(Washington) James Bullard, un des membres votants du comité monétaire de la Réserve fédérale américaine (Fed), a expliqué vendredi s’être prononcé en faveur d’une plus forte baisse des taux en raison du risque de récession pour l’économie américaine, lors de la dernière réunion de la Banque centrale.

Agence France-Presse

« Le secteur manufacturier américain semble déjà en récession, et les estimations concernant les probabilités de récession ont augmenté », a déclaré M. Bullard dans un communiqué, citant également les incertitudes commerciales.  

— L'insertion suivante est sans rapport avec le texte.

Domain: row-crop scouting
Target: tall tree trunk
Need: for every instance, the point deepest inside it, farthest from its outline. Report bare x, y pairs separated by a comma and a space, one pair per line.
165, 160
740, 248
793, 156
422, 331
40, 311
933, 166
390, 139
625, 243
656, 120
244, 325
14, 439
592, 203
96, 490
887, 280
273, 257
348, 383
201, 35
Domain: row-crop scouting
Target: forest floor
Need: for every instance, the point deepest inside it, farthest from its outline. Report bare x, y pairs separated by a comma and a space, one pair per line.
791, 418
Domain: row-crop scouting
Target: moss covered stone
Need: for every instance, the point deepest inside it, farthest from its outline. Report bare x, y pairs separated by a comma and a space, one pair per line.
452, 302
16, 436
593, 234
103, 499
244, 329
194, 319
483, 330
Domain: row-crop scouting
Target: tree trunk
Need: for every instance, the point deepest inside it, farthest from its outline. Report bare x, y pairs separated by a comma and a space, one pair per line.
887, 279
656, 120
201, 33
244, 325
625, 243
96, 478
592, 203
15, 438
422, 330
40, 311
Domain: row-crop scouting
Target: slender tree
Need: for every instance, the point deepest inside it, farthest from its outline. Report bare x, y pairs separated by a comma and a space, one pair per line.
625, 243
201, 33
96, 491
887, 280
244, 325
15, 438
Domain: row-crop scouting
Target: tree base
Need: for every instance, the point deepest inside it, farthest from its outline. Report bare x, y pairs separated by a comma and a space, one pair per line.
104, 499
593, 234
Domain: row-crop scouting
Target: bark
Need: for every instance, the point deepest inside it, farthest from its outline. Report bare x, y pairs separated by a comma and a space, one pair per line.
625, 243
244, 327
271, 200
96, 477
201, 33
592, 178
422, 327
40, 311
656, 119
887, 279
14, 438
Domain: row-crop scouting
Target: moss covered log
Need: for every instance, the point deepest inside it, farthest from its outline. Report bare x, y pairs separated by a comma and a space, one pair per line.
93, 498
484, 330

La Banque centrale américaine a voté mercredi une modeste baisse d’un quart de point de pourcentage des taux d’intérêt, qui s’établissent désormais dans une fourchette comprise entre 1,75 % et 2 %.

Le président de la Réserve fédérale de Saint-Louis a estimé qu’une réduction d’un demi-point « permettrait de se prémunir contre de nouvelles baisses de l’inflation attendue et contre un ralentissement de l’économie qui est soumise à d’importants risques baissiers ».  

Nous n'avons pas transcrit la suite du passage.